Le premier accroc coûte deux cents francs

LES AMANTS D’AVIGNON

PERSONNELLEMENT, j’ai toujours beaucoup aimé Juliette Noël. Je la trouve ravissante et très sympathique. On me dit que je suis trop optimiste par rapport aux femmes, que je les trouve toutes jolies, ou du moins que je leur trouve à toutes quelque chose de joli. Il est vrai qu’une belle peau, des reflets dans les cheveux, des doigts de rose, un grain de beauté, une fossette me suffisent, mais cette fois-ci vous pouvez me croire, sans indulgence aucune, il est impossible de ne pas trouver Juliette séduisante comme une dactylo de cinéma : cheveux soyeux, longs cils, élégance naturelle dans un modeste chandail collant, une jupe très courte et des talons très hauts … D’ailleurs elle est vraiment dactylo, et dactylo de premier ordre. Si bien qu’après avoir été l’une des vingt dactylos de l’usine d’aviation, puis la secrétaire de M. Martin, ingénieur, elle était devenue la secrétaire particulière du grand patron. Cet avènement s’était fait comme la carrière d’une petite actrice qui remplace au pied levé la vedette et remporte un triomphe : la sténo du conseil d’administration n’étant pas venue, on avait à la dernière minute, en désespoir de cause, mandé Juliette, et elle avait si bien pris tous les rapports et même toutes les controverses, que le grand patron l’avait aussitôt réclamée pour lui. L’ingénieur Martin en était inconsolable.

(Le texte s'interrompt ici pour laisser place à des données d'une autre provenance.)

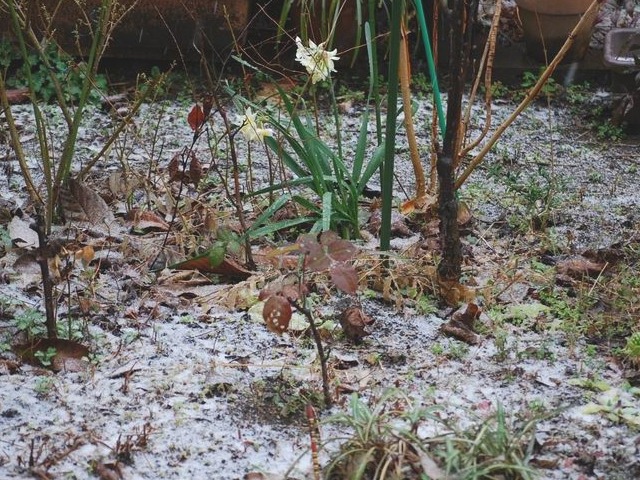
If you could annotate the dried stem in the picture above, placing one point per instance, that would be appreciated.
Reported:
(405, 77)
(531, 94)
(326, 390)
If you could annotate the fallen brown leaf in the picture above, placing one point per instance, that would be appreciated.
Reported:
(354, 323)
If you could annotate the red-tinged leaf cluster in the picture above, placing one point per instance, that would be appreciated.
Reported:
(326, 253)
(354, 323)
(199, 115)
(330, 252)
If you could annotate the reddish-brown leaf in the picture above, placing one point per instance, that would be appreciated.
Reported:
(207, 104)
(344, 277)
(316, 259)
(277, 314)
(354, 323)
(81, 203)
(328, 237)
(195, 117)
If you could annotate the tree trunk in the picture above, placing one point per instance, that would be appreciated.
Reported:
(461, 18)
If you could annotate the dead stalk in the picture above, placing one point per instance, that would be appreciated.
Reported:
(486, 64)
(405, 76)
(531, 94)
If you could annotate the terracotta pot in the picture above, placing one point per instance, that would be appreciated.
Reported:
(346, 30)
(548, 23)
(154, 29)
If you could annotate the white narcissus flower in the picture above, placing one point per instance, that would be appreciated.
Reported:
(253, 129)
(317, 60)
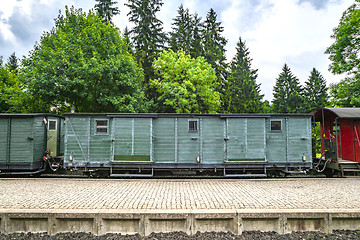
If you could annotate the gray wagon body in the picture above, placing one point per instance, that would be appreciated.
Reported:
(234, 144)
(23, 141)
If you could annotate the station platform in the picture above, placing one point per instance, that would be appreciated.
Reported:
(130, 206)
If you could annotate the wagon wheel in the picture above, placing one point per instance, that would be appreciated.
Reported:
(329, 173)
(340, 174)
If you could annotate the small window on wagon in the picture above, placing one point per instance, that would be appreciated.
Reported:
(52, 125)
(193, 125)
(101, 127)
(275, 126)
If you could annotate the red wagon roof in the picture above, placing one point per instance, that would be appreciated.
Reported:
(338, 112)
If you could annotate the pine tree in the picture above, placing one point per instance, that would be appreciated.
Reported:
(243, 92)
(197, 48)
(148, 37)
(180, 37)
(288, 93)
(12, 63)
(105, 10)
(315, 91)
(214, 44)
(185, 34)
(214, 51)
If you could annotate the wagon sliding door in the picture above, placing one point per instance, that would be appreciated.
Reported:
(132, 139)
(246, 139)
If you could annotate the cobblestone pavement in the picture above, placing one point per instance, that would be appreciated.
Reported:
(295, 193)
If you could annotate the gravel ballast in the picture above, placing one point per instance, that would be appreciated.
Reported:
(339, 234)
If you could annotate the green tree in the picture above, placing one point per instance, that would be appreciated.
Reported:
(185, 84)
(84, 63)
(315, 91)
(214, 44)
(148, 37)
(243, 94)
(346, 93)
(344, 54)
(181, 35)
(214, 50)
(288, 93)
(12, 97)
(106, 10)
(13, 63)
(185, 34)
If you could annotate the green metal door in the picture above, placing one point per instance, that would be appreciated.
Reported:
(132, 139)
(212, 136)
(245, 139)
(4, 143)
(21, 140)
(188, 140)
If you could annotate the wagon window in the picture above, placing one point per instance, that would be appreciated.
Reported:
(193, 126)
(52, 125)
(336, 130)
(101, 126)
(275, 126)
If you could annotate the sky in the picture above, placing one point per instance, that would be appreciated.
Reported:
(295, 32)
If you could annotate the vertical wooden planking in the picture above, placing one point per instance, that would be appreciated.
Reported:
(213, 140)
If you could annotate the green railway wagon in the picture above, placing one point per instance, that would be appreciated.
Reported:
(237, 145)
(24, 138)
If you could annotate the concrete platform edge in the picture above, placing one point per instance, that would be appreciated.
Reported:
(144, 222)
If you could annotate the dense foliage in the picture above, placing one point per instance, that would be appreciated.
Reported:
(243, 93)
(106, 10)
(185, 34)
(315, 91)
(12, 95)
(345, 56)
(85, 63)
(288, 96)
(185, 84)
(148, 37)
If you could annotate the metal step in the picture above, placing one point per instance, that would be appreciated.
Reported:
(351, 170)
(131, 175)
(246, 175)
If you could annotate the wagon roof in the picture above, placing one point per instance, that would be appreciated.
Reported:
(27, 115)
(155, 115)
(340, 112)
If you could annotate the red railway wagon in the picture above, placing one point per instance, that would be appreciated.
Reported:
(340, 143)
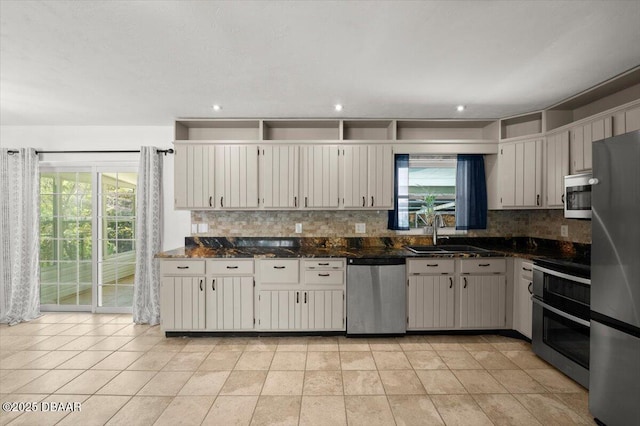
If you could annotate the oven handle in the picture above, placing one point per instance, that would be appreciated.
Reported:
(561, 313)
(562, 275)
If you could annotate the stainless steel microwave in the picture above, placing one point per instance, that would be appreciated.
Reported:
(577, 196)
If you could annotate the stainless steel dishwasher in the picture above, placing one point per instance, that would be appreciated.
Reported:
(376, 296)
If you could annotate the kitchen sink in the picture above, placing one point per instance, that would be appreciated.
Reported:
(445, 249)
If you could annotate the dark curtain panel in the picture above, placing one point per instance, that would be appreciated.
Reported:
(399, 216)
(471, 193)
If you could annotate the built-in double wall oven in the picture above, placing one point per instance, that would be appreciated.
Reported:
(561, 302)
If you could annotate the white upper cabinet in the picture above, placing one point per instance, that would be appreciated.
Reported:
(557, 165)
(236, 176)
(367, 176)
(279, 168)
(194, 176)
(521, 173)
(319, 170)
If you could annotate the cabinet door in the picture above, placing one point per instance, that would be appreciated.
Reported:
(430, 301)
(507, 169)
(236, 176)
(524, 306)
(229, 303)
(194, 177)
(182, 303)
(278, 309)
(528, 173)
(355, 176)
(482, 301)
(279, 176)
(557, 151)
(319, 165)
(577, 145)
(380, 179)
(322, 310)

Avec sa tête à photographier pour la couverture de Marie-Claire, Juliette a une espèce de réserve et de dignité qui tient les gens à distance. Il y a deux ans qu’elle est à l’usine d’aviation et on ne la soupçonne même pas de coucher avec le directeur, son patron (un général de cavalerie en retraite, beaucoup d’allure, veston noir orné de la rosette de commandeur, pantalon rayé), et ceci malgré les marrons glacés qu’il lui apporte au Jour de l’an et les fleurs pour sa fête. Mais tout le monde connaît la galanterie du vieux gentilhomme. Ce qu’on ne sait pas, c’est que le vieux .gentilhomme avait, avec toutes les précautions oratoires possibles, proposé à Juliette de l’entretenir: il ne pouvait faire mieux, puisqu’il était marié. Et que l’ingénieur Martin avait demandé Juliette en mariage… Elle avait refusé l’un et l’autre avec tant de gentillesse et d’art qu’elle put continuer son travail comme par le passé.